It takes a strong and mature person to joyfully and thankfully receive a Christmas gift they didn’t want. It takes an even stronger, more mature person to receive the perfect gift that has an imperfection.
You know what I’m talking about. It’s the gift you wanted, exactly what you wanted, in fact…except it’s got a slight stain. Or a tiny crack. Or anything that makes the perfect gift slightly less than perfect.
Growing up, I had a mild case of OCD and a severe case of being a spoiled brat. If anything was amiss with one of my gifts, I would be crestfallen, preferring no gift to a damaged one.
Sadly, I’ve often imagined the God is just like me. He wants the hearts of men and women, the capstone of His creation, to be offered to Him as a gift, free of obligation, but He’s disappointed to find imperfect, broken hearts being offered instead of perfect, whole ones.
He only accepts the perfect; He has no room for project-people under His tree.
But I was wrong!
Unbelievably wrong. Epically wrong. I could not have been more wrong.
God delights to pick up the discarded, to repair the broken. Though He grieves over imperfection He sees in us, His grief is not for His loss but ours, not for His inconvenience but for pain.
Our God is one who “raises the poor from the dust and lifts the needy from the ash heap.”1
Jesus wasn’t compelled to come and die for the perfect; He chose to die for the imperfect.

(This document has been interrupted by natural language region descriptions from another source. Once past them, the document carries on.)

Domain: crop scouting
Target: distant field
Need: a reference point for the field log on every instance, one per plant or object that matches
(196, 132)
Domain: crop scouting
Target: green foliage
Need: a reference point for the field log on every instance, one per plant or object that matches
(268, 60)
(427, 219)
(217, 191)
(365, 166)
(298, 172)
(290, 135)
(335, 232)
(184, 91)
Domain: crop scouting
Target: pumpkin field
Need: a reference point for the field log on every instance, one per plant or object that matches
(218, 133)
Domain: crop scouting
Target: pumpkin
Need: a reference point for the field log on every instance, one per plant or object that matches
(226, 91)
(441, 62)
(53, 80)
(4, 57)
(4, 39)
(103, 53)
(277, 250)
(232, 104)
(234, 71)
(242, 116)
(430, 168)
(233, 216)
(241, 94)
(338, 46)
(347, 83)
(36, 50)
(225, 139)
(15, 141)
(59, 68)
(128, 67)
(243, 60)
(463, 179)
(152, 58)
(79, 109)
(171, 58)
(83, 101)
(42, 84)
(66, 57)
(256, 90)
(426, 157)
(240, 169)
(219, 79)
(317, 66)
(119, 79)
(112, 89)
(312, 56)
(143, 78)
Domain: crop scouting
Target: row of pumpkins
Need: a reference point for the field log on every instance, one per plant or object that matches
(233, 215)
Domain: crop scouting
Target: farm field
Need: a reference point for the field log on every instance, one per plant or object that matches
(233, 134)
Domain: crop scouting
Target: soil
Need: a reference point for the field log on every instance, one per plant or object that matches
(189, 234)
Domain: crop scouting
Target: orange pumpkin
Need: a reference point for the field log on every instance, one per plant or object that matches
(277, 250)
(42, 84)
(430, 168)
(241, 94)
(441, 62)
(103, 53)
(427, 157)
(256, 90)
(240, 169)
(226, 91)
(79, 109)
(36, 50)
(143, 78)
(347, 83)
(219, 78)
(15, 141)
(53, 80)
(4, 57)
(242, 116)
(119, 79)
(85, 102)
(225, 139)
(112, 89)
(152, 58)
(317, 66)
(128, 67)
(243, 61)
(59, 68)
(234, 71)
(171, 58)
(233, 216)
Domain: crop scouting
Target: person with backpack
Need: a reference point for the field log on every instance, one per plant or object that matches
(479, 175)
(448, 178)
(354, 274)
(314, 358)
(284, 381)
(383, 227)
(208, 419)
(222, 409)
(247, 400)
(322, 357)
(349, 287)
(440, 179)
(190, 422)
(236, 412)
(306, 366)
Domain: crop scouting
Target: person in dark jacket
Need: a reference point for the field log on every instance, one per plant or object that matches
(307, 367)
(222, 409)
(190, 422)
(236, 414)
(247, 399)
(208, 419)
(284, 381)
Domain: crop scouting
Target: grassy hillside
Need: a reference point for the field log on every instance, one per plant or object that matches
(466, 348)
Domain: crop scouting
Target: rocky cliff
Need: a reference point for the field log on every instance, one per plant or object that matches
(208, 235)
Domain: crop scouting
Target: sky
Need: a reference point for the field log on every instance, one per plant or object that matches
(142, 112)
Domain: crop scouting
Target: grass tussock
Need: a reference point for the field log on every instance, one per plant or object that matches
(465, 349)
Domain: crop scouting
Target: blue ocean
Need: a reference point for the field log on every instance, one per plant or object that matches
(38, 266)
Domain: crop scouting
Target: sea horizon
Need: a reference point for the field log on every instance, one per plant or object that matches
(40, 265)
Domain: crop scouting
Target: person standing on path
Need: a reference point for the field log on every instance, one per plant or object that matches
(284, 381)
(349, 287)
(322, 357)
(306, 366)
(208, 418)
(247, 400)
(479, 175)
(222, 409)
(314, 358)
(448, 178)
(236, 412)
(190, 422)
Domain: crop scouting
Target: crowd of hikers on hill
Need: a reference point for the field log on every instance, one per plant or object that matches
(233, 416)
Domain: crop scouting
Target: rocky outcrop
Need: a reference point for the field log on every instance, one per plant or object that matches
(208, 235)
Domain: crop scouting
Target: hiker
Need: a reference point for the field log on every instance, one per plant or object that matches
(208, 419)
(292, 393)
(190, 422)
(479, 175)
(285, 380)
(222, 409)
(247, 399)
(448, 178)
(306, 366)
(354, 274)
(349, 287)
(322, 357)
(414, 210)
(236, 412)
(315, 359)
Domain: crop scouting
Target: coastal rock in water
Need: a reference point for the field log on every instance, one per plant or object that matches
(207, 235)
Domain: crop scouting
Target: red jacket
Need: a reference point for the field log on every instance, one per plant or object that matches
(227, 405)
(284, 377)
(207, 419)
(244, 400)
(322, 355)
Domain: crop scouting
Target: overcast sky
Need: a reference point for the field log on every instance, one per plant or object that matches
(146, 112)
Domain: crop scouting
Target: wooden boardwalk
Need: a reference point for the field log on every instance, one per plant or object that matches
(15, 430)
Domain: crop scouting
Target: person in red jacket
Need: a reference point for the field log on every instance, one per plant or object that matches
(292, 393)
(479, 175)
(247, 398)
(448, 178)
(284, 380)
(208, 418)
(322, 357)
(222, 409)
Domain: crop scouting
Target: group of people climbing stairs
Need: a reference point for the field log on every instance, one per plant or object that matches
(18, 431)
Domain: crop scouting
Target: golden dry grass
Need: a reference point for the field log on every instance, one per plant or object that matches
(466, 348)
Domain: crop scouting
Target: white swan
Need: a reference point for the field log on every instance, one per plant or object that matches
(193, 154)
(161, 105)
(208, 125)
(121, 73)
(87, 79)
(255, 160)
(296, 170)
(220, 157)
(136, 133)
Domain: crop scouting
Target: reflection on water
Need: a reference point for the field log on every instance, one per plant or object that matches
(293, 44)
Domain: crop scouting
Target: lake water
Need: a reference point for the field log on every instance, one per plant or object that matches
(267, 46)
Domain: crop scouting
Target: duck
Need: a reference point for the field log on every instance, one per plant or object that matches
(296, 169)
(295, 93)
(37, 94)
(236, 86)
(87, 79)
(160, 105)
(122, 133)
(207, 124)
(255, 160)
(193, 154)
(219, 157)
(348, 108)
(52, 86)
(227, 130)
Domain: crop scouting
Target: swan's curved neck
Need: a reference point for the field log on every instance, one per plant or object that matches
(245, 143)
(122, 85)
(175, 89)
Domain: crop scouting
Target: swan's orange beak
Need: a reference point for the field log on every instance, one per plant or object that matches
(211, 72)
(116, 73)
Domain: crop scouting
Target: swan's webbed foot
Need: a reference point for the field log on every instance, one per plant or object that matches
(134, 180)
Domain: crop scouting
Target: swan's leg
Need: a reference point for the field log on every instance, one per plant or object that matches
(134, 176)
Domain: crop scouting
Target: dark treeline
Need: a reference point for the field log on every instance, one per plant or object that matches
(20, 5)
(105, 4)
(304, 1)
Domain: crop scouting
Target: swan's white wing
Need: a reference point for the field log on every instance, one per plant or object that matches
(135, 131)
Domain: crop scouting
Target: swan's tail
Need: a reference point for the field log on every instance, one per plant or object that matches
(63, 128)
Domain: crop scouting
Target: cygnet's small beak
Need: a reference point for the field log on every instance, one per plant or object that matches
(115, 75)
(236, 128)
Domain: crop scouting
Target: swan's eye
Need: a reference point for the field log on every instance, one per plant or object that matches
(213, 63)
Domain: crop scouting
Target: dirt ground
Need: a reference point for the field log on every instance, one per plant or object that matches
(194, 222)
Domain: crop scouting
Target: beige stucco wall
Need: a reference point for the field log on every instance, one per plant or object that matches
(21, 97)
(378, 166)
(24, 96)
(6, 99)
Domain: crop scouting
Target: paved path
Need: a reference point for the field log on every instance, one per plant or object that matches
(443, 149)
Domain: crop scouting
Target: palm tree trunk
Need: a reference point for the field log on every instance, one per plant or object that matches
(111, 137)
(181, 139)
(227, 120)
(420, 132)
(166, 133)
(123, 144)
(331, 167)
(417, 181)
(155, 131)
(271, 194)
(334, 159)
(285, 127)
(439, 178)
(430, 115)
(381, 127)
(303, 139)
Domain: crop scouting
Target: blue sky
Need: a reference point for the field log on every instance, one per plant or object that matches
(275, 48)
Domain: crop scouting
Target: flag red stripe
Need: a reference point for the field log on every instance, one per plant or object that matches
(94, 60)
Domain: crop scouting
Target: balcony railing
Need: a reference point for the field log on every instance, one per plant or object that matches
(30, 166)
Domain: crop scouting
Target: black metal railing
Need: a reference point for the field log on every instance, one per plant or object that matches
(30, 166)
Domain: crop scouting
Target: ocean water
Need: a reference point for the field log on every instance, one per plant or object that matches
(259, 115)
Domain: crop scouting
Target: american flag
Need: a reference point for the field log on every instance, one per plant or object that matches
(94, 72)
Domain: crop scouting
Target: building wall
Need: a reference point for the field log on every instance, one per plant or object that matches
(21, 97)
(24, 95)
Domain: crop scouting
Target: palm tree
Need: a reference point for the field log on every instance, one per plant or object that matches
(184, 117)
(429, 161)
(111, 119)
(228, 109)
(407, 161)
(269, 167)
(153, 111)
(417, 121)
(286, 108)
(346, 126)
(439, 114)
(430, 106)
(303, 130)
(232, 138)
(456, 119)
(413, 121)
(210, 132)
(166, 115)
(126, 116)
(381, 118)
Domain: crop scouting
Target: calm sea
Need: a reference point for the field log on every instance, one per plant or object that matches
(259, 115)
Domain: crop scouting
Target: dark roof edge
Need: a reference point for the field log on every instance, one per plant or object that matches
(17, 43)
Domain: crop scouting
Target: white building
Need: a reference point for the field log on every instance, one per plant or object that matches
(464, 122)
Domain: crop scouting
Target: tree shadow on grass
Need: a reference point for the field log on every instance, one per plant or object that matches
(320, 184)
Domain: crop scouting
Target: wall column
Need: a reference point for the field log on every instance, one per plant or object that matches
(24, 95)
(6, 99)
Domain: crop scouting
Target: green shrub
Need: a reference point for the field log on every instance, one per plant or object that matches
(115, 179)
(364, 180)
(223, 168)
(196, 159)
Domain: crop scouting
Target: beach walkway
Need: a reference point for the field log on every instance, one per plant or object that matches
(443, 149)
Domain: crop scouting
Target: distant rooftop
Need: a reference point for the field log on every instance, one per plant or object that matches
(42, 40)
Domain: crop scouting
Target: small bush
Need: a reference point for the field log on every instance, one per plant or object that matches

The Father doesn’t wait by the roadside to greet the righteous; He is eager to come running when He sees the prodigals on the horizon.2
Give yourself to Jesus; He wants you as you are. He loves you as you are.
He loves you as you are, but He love you too much to leave in this broken state. Through His love and grace, He will bring about a restoration within us, making us perfect, making us into the person we were always meant to be.
Are you feeling broken and unloved? Are you feeling overwhelmed by your own imperfections and all that you feel like you must do to receive His love? Stop. Look to Him as you are and receive the love that is offered without condition.
He Giveth More Grace by Annie Johnson Flint
He giveth more grace when the burdens grow greater,
He sendeth more strength when the labors increase;
To added afflictions He addeth His mercy,
To multiplied trials, His multiplied peace.
When we have exhausted our store of endurance,
When our strength has failed ere the day is half done,
When we reach the end of our hoarded resources
Our Father’s full giving is only begun.
Fear not that thy need shall exceed His provision,
Our God ever yearns His resources to share;
Lean hard on the arm everlasting, availing;
The Father both thee and thy load will upbear.
His love has no limits, His grace has no measure,
His power no boundary known unto men;
For out of His infinite riches in Jesus
He giveth, and giveth, and giveth again.
We give Him our broken selves; He gives us Jesus.
We give Him our struggles and sin; He gives us grace. He will always out give us, so long as we give Him ourselves.
God welcomes the imperfect gift; He welcomes you.